La ardua tarea de tener que ser feliz.
Juan Cruz Pistilli. Psicólogo, Psicoanalista.
El vínculo entre el hombre y la felicidad está poblado de extrañezas.
Asistimos a una época donde la felicidad surge como imperativo, como una obligación de aparecer en cualquier ámbito con sonrisas ininterrumpidas cosidas al rostro, desplazando cualquier esbozo de angustia, tristeza o abatimiento a un rincón apartado, velado. Basta husmear en las redes sociales, donde se observan fotografías que destilan una felicidad exultante y continua, acompañadas de comentarios que refuerzan la plenitud de las imágenes.
También la televisión presenta gente rutilante y esplendida que desborda alegría, o ciertas películas de Hollywood con sus gloriosos finales felices. Las librerías no son ajenas y también nos ofrecen los instructivos de la felicidad, los célebres manuales de autoayuda. Encontramos asimismo canciones como; “Celebra la vida” de Axel Fernando o “Color Esperanza” de Diego Torres, entre otras, donde mediante una simple urdimbre de la voluntad uno podría reencontrarse con un símil del paraíso perdido. Por supuesto que en estos ámbitos pululan otros fenómenos como victimismo, violencia y derrotismo por ejemplo.
Pero a la hora de apelar a la felicidad, nos encontramos con un individuo circunscripto, “modulado” por una misma frecuencia, como diría Gilles Deleuze, un individuo imbuido en un continuo de felicidad, habitando la estabilidad del amor, la paz y la alegría. Equilibrio cuya alteración será inmediatamente corregida por las argucias del mercado; terapeutización psicológica, farmacopea o algún otro dispositivo que hallemos en la góndola de las soluciones vertiginosas.
El sujeto actual, consumidor atolondrado, evasor del sufrimiento, requiere tener a mano, el espejismo de la felicidad como producto de supermercado
Cuando Miguel de Unamuno nos advierte sobre el sentimiento trágico de la vida, nos revela la conciencia de nuestra fragilidad e inconsistencia y la imposibilidad de destituir esa lucidez. Pretender abolir ese sentimiento, despojando la existencia de lo trágico y colmándola de una euforia incesante, desasir la felicidad del instante, de la fugacidad y la alternancia, elementos que le dan su poder, solo nos lleva a una desembocadura; la caricaturización grotesca de la felicidad.
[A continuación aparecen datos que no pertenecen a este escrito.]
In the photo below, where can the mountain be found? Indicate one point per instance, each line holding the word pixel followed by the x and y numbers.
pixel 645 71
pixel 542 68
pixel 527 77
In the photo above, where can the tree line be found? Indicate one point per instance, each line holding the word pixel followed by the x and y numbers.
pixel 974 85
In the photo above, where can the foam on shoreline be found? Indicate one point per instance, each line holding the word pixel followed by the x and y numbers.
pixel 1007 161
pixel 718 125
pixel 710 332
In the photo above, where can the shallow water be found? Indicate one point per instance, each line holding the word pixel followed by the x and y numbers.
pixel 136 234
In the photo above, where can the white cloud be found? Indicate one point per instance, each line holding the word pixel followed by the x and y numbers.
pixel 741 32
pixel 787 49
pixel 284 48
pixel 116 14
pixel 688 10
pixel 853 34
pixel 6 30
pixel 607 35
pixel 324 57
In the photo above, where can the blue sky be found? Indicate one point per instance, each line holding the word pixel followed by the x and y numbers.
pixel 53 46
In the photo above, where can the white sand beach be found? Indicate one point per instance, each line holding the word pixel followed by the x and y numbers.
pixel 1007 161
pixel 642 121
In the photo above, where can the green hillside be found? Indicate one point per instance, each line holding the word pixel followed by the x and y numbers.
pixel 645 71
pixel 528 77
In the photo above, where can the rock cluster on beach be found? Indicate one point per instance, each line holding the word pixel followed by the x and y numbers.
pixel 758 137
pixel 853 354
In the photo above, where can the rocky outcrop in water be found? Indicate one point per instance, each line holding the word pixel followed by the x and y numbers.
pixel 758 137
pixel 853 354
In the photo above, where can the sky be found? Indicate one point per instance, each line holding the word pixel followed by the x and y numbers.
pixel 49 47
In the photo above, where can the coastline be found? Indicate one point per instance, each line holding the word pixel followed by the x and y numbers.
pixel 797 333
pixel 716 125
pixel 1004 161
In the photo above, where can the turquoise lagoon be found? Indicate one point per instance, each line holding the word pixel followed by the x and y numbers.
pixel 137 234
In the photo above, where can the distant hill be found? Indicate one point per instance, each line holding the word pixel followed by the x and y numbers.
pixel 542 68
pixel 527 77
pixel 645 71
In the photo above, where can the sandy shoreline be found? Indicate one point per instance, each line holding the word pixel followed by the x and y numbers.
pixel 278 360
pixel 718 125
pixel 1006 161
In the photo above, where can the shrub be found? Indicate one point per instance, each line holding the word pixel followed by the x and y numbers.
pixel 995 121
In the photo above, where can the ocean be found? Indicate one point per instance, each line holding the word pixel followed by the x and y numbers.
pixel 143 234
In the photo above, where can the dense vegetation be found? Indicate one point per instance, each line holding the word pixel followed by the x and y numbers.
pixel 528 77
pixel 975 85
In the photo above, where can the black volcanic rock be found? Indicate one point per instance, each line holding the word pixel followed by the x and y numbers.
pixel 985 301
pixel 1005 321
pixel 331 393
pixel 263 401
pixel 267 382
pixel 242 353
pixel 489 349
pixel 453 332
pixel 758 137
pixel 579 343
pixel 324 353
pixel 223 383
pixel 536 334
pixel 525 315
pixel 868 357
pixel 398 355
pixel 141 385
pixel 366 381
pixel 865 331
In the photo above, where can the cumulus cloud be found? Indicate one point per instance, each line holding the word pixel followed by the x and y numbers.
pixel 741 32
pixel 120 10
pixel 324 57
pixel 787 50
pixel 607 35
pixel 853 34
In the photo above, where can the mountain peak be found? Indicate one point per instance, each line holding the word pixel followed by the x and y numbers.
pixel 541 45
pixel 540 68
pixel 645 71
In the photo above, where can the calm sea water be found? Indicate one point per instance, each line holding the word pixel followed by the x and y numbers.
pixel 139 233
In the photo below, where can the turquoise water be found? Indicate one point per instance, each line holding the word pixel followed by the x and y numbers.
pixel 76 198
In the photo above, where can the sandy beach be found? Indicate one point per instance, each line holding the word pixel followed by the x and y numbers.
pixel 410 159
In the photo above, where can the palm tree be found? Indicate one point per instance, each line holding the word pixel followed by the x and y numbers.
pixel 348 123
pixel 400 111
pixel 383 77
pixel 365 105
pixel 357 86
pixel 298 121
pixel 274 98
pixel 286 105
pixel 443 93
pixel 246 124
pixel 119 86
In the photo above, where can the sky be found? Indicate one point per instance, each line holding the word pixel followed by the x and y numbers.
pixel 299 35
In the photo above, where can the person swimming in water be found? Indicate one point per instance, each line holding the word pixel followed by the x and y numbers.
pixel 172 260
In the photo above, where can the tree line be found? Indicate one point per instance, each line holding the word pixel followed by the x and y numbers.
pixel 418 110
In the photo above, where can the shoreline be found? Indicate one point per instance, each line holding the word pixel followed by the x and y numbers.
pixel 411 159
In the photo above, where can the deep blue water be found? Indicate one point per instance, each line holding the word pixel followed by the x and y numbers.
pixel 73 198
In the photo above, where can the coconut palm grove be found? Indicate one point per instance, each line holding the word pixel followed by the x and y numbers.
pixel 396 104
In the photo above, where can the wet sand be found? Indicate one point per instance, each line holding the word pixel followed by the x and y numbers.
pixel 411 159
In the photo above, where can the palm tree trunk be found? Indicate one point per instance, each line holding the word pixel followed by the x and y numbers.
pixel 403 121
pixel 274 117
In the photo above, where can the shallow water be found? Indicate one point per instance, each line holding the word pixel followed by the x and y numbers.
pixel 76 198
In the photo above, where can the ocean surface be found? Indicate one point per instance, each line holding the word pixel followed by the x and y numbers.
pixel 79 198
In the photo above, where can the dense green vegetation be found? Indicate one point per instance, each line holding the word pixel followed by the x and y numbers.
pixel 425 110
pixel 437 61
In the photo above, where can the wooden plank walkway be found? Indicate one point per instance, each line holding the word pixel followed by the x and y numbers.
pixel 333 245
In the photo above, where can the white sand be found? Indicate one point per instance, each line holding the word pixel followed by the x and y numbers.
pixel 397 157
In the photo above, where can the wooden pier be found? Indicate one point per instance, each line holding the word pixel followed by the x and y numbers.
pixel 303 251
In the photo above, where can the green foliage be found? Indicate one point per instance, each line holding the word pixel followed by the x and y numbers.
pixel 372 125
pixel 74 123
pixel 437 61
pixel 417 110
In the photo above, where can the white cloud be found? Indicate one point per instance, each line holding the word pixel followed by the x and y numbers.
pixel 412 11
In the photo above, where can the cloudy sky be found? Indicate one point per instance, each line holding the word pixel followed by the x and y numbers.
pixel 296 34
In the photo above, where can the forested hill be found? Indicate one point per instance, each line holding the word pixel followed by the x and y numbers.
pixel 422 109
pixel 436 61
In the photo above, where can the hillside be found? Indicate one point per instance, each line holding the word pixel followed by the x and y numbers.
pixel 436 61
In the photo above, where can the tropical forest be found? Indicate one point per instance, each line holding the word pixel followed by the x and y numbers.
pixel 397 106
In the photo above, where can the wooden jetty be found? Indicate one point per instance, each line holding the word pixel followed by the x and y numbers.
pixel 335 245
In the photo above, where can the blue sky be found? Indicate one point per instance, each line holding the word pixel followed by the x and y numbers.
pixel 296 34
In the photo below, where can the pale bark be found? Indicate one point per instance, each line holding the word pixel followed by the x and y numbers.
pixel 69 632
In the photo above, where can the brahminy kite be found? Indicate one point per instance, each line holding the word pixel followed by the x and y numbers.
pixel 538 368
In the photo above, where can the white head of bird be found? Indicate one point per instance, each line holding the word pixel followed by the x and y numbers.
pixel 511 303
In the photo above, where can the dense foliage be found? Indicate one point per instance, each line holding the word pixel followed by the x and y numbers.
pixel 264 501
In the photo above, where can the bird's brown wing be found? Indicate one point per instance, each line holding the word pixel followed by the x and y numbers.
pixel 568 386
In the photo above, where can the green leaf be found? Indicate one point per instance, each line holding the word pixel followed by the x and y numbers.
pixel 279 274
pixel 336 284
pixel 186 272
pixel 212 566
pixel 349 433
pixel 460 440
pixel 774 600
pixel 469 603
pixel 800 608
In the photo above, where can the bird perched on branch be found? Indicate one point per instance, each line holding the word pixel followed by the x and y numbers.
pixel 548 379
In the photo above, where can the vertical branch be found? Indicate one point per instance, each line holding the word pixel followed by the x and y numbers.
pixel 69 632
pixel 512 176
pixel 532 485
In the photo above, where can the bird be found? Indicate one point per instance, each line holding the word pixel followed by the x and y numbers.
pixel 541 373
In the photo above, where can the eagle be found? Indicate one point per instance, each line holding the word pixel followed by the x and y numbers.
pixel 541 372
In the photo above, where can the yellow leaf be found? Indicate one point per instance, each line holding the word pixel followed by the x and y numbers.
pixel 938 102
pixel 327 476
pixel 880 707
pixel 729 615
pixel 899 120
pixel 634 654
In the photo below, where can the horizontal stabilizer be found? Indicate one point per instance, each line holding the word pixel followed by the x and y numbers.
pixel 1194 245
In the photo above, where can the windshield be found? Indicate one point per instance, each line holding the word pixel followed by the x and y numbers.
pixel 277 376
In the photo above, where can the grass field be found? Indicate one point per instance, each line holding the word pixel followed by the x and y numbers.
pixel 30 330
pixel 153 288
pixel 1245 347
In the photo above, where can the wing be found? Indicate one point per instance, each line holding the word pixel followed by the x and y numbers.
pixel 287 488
Para pensar esta caricaturización, es necesario introducir la cultura del consumo, la que promete evasión de los problemas y felicidad a granel (recordemos que el mercado a través de la publicidad sella consumo y felicidad).
El sujeto actual, consumidor atolondrado, evasor del sufrimiento, requiere tener a mano, el espejismo de la felicidad como producto de supermercado. Tal es así, que en las últimas elecciones presidenciales uno de los slogans más efectivos fue el que prometía: “la revolución de la alegría”, fórmula que solo puede hacer carrera montada sobre, por lo menos, tres cimientos: cierta ingenuidad social, invocar a uno de los anhelos mayúsculos de la especie, y la insatisfacción siempre ligada a los grupos humanos.
En fin, vale concluir, como aporte a la acotada reflexión que un artículo impone, con la recomendable novela de ciencia-ficción, del visionario Aldous Huxley, donde conjetura lo que sería una dictadura perfecta. Una dictadura con las apariencias de una democracia, donde los individuos están sometidos a sofisticados métodos de control; condicionamientos genéticos, “hipnopedia” como técnica de adoctrinamiento durante el sueño, consumo de “soma” la pastilla de la felicidad que ahuyenta cualquier inquietud sombría que amenace al sistema. Una política, sustentada en la servidumbre y en las conciencias adormecidas, donde los cautivos profesan amor por su vasallaje, como el pez que nadando en su pecera, cree que es libre en el universo.